Profiling India's most style-conscious leader, Burma's capital rethink and the Indonesians keeping the rain away.
Naypyidaw may be the official capital of Burma but the majority of foreign embassies are still 320km away in former capital Yangon. If Aung San Suu Kyi’s NLD party wins next year, the capital may switch back.
In a tropical climate characterised by heavy downpours, the pawang hujan – Indonesia’s shamanic rain stoppers – are the individuals who can supposedly keep the wet weather at bay.
In Bali, most hotels – including numerous Starwood and Accor properties – have their own on-call rain stoppers. Luxury hotels pay the shamans around €150 for a day’s work, creating a tangible intersection between Indonesian mysticism and corporate brands. Indonesia’s religious make-up is also accounted for: Muslim clients request analogous mystics, who use Islamic prayer beads for the task, while Balinese rain stoppers use Hindu invocations.

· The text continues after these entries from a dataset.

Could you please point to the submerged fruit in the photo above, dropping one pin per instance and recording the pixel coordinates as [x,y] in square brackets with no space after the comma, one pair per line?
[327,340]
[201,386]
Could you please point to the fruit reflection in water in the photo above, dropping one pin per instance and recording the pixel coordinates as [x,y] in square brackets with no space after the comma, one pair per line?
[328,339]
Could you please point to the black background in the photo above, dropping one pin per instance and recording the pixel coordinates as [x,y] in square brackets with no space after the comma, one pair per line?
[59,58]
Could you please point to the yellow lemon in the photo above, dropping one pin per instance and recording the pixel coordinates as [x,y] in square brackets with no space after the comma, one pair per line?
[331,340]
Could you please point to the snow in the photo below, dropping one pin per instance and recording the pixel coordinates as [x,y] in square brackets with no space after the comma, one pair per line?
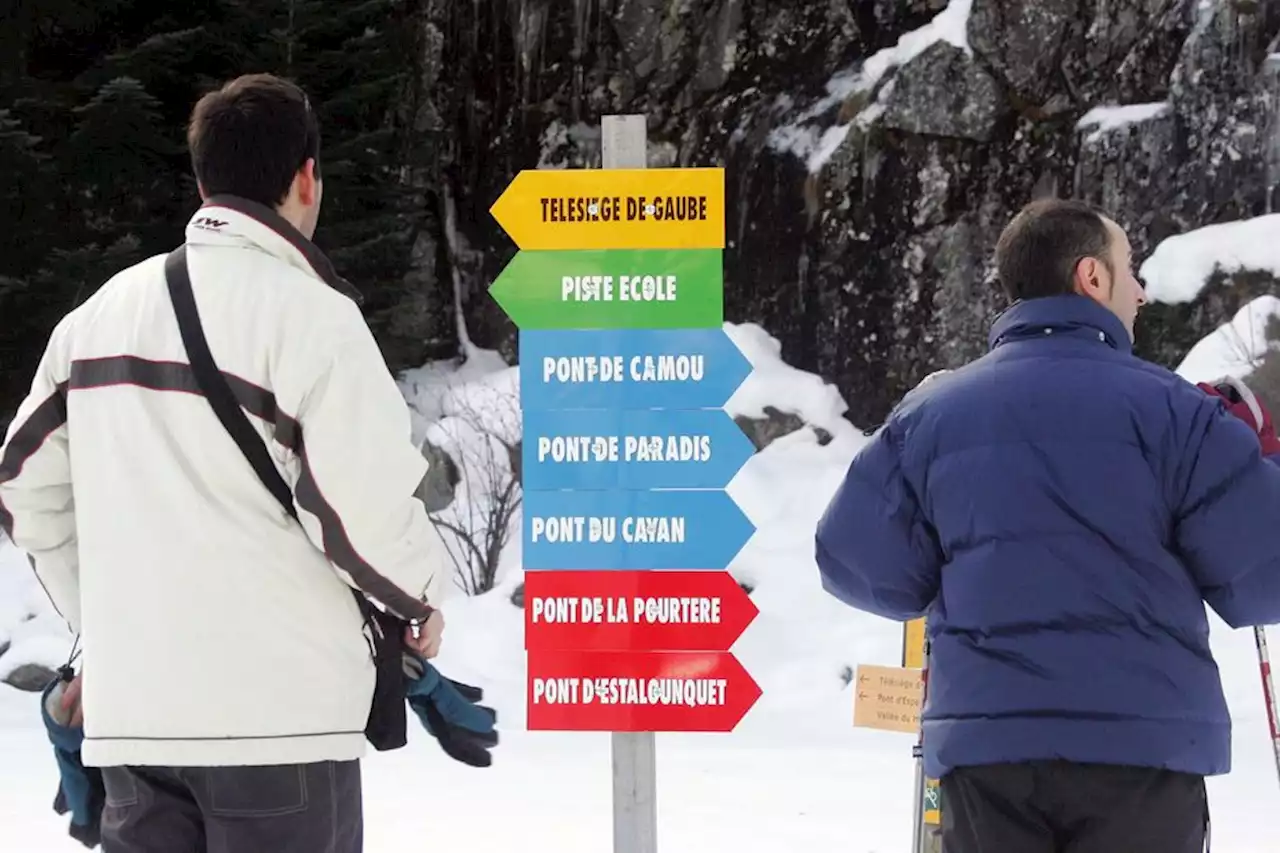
[1234,349]
[817,145]
[794,776]
[1104,119]
[1182,265]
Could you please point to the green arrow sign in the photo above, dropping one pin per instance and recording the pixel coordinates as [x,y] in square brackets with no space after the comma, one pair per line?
[613,290]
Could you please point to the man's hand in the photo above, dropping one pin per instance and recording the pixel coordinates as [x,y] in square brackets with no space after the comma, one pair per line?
[1242,402]
[428,635]
[71,702]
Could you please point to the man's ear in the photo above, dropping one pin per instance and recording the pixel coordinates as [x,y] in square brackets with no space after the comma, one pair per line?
[307,183]
[1087,278]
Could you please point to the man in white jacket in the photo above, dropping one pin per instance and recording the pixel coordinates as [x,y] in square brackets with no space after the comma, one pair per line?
[227,674]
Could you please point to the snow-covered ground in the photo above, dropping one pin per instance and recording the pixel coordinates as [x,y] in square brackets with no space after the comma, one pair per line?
[795,775]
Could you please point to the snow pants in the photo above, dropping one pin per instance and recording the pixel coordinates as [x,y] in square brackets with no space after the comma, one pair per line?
[1061,807]
[279,808]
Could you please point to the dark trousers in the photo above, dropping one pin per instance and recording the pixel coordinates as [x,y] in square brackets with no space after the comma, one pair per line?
[1060,807]
[279,808]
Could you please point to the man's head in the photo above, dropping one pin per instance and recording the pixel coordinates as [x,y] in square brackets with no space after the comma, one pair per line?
[1056,246]
[259,138]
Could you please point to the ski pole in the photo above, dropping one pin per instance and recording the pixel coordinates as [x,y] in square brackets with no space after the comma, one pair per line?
[918,835]
[1269,690]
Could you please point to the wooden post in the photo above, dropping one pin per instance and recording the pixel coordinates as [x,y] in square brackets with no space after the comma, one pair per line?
[624,145]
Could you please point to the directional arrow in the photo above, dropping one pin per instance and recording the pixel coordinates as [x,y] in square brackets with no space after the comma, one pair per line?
[612,448]
[638,692]
[632,529]
[635,610]
[629,369]
[613,290]
[613,209]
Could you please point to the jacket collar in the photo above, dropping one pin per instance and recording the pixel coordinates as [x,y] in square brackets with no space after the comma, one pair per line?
[234,220]
[1070,314]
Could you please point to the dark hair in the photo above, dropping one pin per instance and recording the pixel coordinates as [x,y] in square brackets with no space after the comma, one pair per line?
[1041,246]
[250,137]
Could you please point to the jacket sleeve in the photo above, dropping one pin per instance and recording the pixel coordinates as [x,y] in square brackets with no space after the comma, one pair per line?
[873,547]
[37,510]
[357,475]
[1228,527]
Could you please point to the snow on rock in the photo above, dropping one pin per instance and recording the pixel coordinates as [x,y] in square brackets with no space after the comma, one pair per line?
[31,630]
[1182,265]
[1105,119]
[773,383]
[816,145]
[1234,349]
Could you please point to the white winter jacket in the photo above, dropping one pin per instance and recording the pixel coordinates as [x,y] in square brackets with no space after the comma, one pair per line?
[216,629]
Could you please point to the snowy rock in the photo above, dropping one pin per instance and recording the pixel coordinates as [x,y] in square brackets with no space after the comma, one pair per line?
[944,92]
[31,678]
[442,478]
[775,424]
[1023,41]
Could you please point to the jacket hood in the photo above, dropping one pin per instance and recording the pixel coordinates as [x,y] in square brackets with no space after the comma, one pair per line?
[1068,314]
[232,218]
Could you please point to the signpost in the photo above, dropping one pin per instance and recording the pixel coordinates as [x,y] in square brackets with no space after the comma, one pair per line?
[627,532]
[891,698]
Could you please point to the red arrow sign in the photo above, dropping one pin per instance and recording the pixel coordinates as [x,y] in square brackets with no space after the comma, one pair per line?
[638,692]
[635,610]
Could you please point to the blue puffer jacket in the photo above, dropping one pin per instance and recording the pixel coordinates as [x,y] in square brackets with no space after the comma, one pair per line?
[1060,511]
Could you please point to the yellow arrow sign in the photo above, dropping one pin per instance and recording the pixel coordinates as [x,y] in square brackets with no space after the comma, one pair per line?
[575,209]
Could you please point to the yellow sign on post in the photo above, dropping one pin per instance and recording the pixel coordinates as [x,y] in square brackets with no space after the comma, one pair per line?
[913,656]
[579,209]
[887,698]
[913,643]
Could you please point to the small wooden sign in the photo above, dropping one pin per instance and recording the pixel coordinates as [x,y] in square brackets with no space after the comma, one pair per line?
[887,698]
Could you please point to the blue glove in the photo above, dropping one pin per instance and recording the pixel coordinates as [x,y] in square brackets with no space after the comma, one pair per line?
[80,790]
[451,712]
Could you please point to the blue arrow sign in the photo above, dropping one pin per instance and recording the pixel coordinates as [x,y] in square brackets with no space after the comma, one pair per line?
[632,529]
[654,448]
[629,369]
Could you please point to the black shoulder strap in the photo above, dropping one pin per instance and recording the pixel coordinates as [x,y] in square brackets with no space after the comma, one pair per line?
[214,384]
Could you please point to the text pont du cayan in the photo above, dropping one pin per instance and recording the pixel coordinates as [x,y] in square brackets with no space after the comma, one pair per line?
[570,209]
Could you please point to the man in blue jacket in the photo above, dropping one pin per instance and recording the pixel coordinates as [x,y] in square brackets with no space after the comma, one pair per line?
[1061,511]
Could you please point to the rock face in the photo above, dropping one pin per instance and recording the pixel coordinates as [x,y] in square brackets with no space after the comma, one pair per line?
[873,149]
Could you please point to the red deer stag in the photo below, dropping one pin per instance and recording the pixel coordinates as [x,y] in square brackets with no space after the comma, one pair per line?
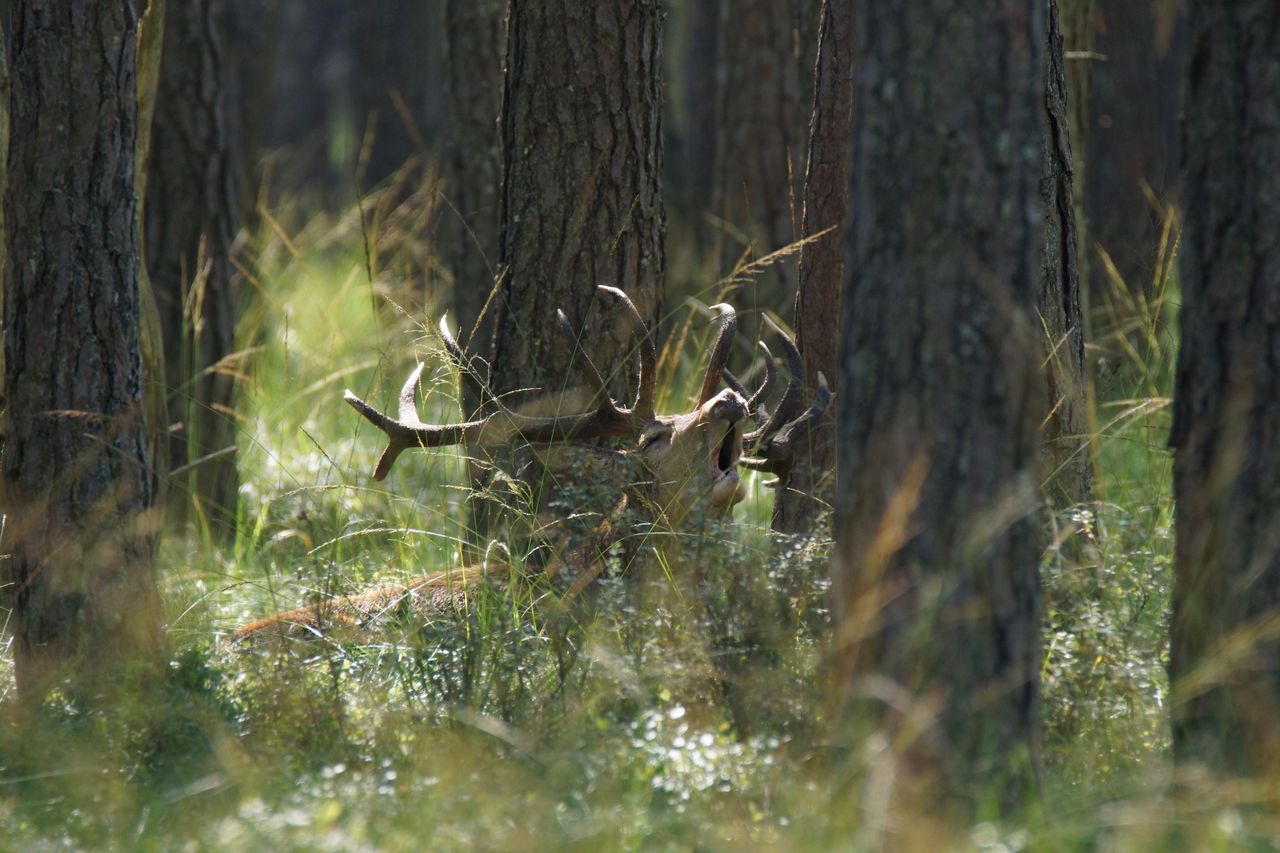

Thanks to Bipin Chauhan, his loquacious tailor of more than two decades, we know all about the sartorial preferences of India’s style-conscious prime minister Narendra Modi. The leader of the world’s largest democracy generally favours a sober and inclusive palette in crisp linens and cottons. “Modi takes [a] keen interest in his clothes, right from selecting the fabric, the cut and the stitch to the overall look,” says Chauhan, who has been canny enough to trademark Modi’s signature garment: a half-sleeved tunic that is now known as the Modi kurta.
As the leader of the right-wing Hindu nationalist Bharatiya Janata party, Modi’s fashion choices are never incidental. His love of a kurta – a garment made in India and worn by rich and poor alike – references nationalism and his humble beginnings as a tea seller. The cotton khadi (hand-woven) fabrics he often wears are rich with symbolism that stretches back to Mahatma Gandhi. Even the colours he chooses speak of his values, avoiding (Muslim) green but frequently wearing (Hindu) orange.
Modi – a divisive leader who incites extreme reactions – makes no apology for his appearance. “Yes, I like to dress up well and stay clean,” he said on television before the election in May. “God has gifted me the sense of mixing and matching colours.” At times, however, his interest in fashion has infuriated opponents. Samajwadi party leader Mulayam Singh Yadav grumbled that Modi “changes 500 kurtas a day and wears a new kurta to every meeting”. Still, Modi led the bjp and its allies to form India’s largest majority government for 30 years.
The affluent suburb of Bandra in Mumbai is one of the most liveable neighbourhoods in urban India but rapid change is transforming the historic cluster of Catholic fishing villages into a congested extension of the city. Brothers Ayaz and Zameer Basrai of architecture firm The Busride are spearheading The Bandra Project, that includes a local style guide, to help preserve the area.
What is it about Bandra that is so special?
Bandra has always had this inclusive, secular, active street culture, so we’re trying to figure out what’s worked for it in the past. It’s important not to look at heritage conservation as only architectural conservation. The project cannot have this misguided, nostalgic outlook aimed at just preserving what’s left of the old villages.
What’s the point of the Bandra style guide?
We want to preserve the bazaars, the food and drink, the soundscape, colour, form, the music and street art, the broad promenades and a bunch of other softer, intangible features of the suburb. The point is helping homeowners become more conscious of what it is they’re building and their rights. Hopefully the style guide is a reminder of the fragility of social interactions that will show newer users and builders Bandra’s active street culture.
What are your future hopes?
Sweeping changes are happening behind closed doors. That process is not participatory. We want The Bandra Project to be as open as possible; a development kit that says, “If you want to redevelop, this is how you redevelop.” But the point of the whole project is optimism. We don’t need more pessimism.